In this case, chest X-ray revealed a deceptive picture of mediastinal widening. However, computed tomography of thorax revealed the paravertebral abscess and loculated pleural effusion located posteriorly in right side. Gadolinium-enhanced magnetic resonance imaging of spine clearly demonstrated extension of the vertebral lesion to the pleura and formation of loculated pleural effusion. Pleural involvement in spinal tuberculosis is uncommon.[1],[5] It usually occurs with associated pulmonary disease or after operative interventions. Whether pleural involvement occurs before or after the spinal involvement is not exactly known. However, occurrence of pleural effusion in spinal tuberculosis without pulmonary involvement suggests possibility of extension of lesion from the adjacent vertebrae to pleural spaces. In our case, pleural involvement occurred due to extension of vertebral lesion to the parietal pleura which led to inflammation of pleura and subsequent pleural effusion. In a patient with spinal tuberculosis, paravertebral abscess and plural effusion collectively led to the mediastinal widening.

Declaration of patient consent

The authors certify that they have obtained all appropriate patient consent forms. In the form, the patient(s) has/have given his/her/their consent for his/her/their images and other clinical information to be reported in the journal. The patients understand that their names and initials will not be published and due efforts will be made to conceal their identity, but anonymity cannot be guaranteed.

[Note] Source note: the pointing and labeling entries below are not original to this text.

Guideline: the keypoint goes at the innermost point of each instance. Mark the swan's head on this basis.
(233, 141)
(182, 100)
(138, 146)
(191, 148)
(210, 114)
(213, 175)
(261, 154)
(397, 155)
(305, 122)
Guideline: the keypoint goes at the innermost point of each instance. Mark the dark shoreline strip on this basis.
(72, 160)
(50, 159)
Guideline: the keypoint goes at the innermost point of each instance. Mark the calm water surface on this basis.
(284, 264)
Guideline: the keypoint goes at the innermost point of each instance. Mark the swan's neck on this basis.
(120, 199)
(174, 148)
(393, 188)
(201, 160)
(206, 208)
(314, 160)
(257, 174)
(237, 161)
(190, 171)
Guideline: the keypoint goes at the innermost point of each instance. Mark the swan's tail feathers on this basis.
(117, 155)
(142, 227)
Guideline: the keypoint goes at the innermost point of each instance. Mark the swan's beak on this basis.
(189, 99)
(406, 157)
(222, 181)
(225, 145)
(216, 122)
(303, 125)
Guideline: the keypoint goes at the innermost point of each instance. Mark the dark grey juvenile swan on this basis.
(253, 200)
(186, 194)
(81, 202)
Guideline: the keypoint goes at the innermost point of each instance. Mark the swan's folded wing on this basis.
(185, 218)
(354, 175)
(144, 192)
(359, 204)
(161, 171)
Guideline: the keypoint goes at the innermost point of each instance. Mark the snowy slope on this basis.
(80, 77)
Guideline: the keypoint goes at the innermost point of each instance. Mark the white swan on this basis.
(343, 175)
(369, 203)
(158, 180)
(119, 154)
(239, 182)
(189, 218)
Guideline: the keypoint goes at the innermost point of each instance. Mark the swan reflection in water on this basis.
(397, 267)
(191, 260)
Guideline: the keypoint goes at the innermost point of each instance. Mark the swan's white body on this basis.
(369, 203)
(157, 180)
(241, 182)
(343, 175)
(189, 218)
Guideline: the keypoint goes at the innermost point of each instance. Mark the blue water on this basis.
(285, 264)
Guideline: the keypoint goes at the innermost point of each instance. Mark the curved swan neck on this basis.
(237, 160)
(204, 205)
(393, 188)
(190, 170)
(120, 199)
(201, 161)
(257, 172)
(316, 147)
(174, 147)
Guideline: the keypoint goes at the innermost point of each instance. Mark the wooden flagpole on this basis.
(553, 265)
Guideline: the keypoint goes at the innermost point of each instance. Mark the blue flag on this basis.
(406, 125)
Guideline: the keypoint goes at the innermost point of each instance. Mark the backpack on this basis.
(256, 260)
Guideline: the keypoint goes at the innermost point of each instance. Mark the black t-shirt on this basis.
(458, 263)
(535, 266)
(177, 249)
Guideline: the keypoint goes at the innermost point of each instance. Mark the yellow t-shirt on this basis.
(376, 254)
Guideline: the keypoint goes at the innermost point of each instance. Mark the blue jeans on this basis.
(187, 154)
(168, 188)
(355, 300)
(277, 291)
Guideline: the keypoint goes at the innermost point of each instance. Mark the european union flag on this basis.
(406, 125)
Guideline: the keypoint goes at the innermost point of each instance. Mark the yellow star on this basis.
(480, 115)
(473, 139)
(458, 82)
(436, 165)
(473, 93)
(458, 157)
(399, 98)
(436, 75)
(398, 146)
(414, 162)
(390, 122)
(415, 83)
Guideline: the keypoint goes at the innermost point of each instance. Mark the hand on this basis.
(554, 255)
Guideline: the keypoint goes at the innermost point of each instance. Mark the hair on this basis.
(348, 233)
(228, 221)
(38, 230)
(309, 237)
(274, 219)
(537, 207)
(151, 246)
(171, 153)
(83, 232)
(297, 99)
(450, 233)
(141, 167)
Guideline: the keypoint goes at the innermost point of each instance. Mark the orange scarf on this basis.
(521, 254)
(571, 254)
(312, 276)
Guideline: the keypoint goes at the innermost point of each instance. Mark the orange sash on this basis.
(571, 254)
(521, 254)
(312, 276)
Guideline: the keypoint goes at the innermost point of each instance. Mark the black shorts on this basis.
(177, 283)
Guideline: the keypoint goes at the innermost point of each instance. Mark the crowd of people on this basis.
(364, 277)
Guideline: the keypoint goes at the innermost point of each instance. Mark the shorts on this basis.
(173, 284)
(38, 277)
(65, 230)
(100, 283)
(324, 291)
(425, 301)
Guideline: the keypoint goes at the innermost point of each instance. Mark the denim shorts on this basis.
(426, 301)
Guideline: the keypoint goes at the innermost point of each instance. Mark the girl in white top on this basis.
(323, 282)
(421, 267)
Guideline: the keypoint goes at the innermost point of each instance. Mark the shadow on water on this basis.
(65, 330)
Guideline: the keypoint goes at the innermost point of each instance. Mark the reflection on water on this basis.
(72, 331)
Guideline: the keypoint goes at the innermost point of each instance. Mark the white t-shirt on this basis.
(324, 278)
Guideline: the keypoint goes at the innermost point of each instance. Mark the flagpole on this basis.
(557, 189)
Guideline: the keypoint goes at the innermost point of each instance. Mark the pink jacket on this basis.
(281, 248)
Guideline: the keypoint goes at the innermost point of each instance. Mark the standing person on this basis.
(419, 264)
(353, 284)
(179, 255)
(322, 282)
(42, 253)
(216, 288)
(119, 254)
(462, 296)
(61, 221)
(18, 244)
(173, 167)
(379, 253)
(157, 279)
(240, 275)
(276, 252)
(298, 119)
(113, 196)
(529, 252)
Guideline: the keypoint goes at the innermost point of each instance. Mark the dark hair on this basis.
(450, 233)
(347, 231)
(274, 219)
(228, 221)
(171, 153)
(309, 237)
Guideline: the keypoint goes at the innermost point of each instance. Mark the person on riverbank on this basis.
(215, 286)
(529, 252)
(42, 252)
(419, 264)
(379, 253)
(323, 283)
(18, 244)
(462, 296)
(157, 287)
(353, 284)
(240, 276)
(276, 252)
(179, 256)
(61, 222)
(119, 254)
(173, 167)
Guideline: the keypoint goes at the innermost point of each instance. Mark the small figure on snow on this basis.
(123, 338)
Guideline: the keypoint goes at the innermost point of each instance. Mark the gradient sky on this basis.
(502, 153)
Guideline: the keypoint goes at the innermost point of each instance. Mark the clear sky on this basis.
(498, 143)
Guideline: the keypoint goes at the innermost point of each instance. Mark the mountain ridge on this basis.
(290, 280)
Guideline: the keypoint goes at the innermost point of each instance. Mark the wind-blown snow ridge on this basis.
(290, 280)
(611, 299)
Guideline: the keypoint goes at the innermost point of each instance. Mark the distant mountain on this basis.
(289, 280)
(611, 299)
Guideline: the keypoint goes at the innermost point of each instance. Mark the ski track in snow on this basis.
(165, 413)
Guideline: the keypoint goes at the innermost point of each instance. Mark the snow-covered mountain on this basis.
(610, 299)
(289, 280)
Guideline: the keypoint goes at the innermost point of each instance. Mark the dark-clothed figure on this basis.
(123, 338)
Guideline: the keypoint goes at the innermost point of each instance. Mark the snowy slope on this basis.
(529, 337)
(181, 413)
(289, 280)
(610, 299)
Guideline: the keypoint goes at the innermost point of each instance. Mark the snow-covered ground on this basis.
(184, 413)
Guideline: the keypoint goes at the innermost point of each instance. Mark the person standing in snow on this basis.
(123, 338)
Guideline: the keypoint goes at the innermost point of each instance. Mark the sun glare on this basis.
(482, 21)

Financial support and sponsorship

Nil.

Conflicts of interest

There are no conflicts of interest.

References

1Hashim Z, Kumar N. A case of disseminated tuberculosis with mediastinal widening. Austin J Pulm Respir Med 2017;4:1049.
2Chawla RK, Madan A, Chawla A, Chawla K. Mediastinal widening: An interesting quiz. Lung India 2016;33:95.
3Dua R, Singhal A. A cause of mediastinal widening. Lung India 2016;33:453-4.
4Raskin J, Van Bleyenbergh P. Normalization of mediastinal widening after successful treatment of mediastinal tuberculosis. Acta Clinica Belgica 2016;71:269-70.
5Malhotra HS, Garg RK, Raut TP. Pleural involvement in spinal tuberculosis. Am J Trop Med Hyg 2012;86:560.